Mit der neuen Vorschrift schloss die Regierung quasi ein sogenanntes "Schlupfloch".Denn um wirtschaftlich überleben zu können, hatten nicht nur Oliver Seipel und Diana Sommer, sondern weitere Einzelhändler in der Region ihr Geschäftsmodell kurzfristig geändert (die RNZ berichtete). Mit Toilettenpapier und Co., so die Hoffnung, sollte auch der Verkauf des ursprünglichen Sortiments, insbesondere natürlich Kleidung, wieder angekurbelt werden.
Die Hoffnung hat sich jetzt zerschlagen: Die wenigsten Geschäfte können die neuen Vorgaben bezüglich des Umsatzes erfüllen. Mittlerweile sind Stadter und Nara wieder zum Konzept "Click & Collect" übergegangen, das heißt: Bestellungen werden per Internet oder Telefon entgegengenommen und für die Abholung vor Ort bereitgestellt.
Das Wieslocher Ordnungsamt hatte gleich am ersten Tag nach dem Erlass der neuen Regelung kontrolliert, ob man die Anforderungen erfülle, berichtete Diana Sommer.

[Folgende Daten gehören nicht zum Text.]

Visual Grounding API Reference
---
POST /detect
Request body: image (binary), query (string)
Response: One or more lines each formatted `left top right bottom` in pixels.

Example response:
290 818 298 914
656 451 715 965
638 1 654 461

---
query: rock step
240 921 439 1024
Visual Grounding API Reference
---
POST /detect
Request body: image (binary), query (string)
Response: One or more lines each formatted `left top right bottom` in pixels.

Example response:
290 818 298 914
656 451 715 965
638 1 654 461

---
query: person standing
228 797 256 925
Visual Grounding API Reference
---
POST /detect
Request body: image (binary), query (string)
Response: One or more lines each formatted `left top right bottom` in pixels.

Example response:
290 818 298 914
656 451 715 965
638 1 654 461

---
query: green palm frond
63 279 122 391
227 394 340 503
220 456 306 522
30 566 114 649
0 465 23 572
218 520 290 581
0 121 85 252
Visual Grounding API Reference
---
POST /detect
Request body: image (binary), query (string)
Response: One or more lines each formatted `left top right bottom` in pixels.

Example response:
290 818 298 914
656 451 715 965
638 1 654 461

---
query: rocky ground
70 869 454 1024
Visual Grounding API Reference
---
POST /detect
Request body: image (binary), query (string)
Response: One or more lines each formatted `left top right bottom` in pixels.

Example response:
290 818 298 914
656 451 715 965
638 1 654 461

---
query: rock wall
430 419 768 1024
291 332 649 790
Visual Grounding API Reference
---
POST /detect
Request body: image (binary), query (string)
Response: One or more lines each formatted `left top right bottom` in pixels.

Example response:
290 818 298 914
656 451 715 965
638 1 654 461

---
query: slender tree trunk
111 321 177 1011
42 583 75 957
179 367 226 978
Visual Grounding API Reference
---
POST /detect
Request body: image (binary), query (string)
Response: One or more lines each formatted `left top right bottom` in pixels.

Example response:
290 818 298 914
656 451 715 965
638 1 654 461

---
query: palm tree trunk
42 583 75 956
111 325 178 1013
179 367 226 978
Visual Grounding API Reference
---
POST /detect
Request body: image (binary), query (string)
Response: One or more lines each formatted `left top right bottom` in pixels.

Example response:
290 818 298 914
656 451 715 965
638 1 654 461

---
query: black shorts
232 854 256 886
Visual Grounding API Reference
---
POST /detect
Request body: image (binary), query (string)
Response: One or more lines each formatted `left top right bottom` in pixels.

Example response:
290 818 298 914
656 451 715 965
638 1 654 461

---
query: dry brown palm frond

Es sei ihnen bewusst gewesen, dass die Regierung das Schlupfloch schließe, so Sommer weiterhin. Für sie und Oliver Seipel sind die Regelungen aber nicht verständlich, zumal die Coronazahlen etwa in Wiesloch laut Gesundheitsamt verhältnismäßig niedrig seien.
Das Ministerium hat laut Oliver Seipel zudem eindringlich darauf hingewiesen, dass eventuelle Geschäftsummeldungen ohne Weiteres nicht akzeptiert würden. Das Unternehmerpaar empfindet die Vorgehensweise der Regierung als äußert befremdlich. Viele Betriebe, auch in der Hotellerie und der Gastronomie, kämpften gerade um ihre Existenz, da dürfe man ihnen keine Steine in den Weg legen, lautet die Kritik.
Selbst die Fachleute vom Robert-Koch-Institut (RKI) weisen Seipel zufolge über die eigene Internetseite darauf hin, dass etwa im Einzelhandel, aber auch in der Gastronomie, ein äußerst geringes Infektionsrisiko bestehe. Die Regierung schließe wissentlich Geschäfte trotz geringen Ansteckungsrisikos, sagte Oliver Seipel kopfschüttelnd – und nehme somit Insolvenzen und Verlust von Arbeitsplätzen in Kauf, anstatt sich auf ein schlüssiges und nachvollziehbares Konzept zur Pandemie-Bekämpfung zu konzentrieren und Arbeitsplätze zu retten.
"Je weniger Menschen Möglichkeiten haben, auszugehen, desto geballter werden sie sich woanders treffen", kritisiert Diana Sommer das Vorgehen der Regierung in der Corona-Pandemie. Anstatt die Menschenansammlungen zu entzerren, passiere gerade das Gegenteil. Die Folge seien Treffen im privaten Bereich, dort, wo die meisten Ansteckungen laut dem RKI passieren: Der seit November andauernde "Lockdown" ziehe sich zu lange hin und werde immer weniger akzeptiert, ist das Unternehmerpaar der Meinung.
Das Modehaus Stadter hatte zuvor unter anderem 21 Paletten Toilettenpapier, etliche Haushaltsrollen und Wein in seine Regale aufgenommen, das gleiche Sortiment findet sich auch nach wie vor in den erwähnten Nara-Geschäften. Die Kundinnen und Kunden fanden die Aktion klasse und griffen bei den Artikeln des täglichen Lebens beherzt zu – trotzdem war die nötige Umsatzsteigerung nicht möglich.
Indes beteiligen sich Oliver Seipel und Diana Sommer an einer Massenklage, an der bisher den beiden zufolge 800 Betriebe nicht nur aus dem Einzelhandelsbereich mitwirken. Die Unternehmen fordern eine gesonderte Entschädigung oder eine Öffnung.
Modegeschäfte beispielsweise bekommen weder durch Land noch Bund eine Entschädigung für die bereits gekaufte Frühlings- oder Sommerware, die ihnen jetzt die Kundschaft nicht abnimmt, weil die wenigsten das Sortiment im Internet kaufen.
Der Internetmarkt liegt fest in den Händen von anderen, weitaus größeren Unternehmen, die kaum von der Corona-Krise gefährdet sind.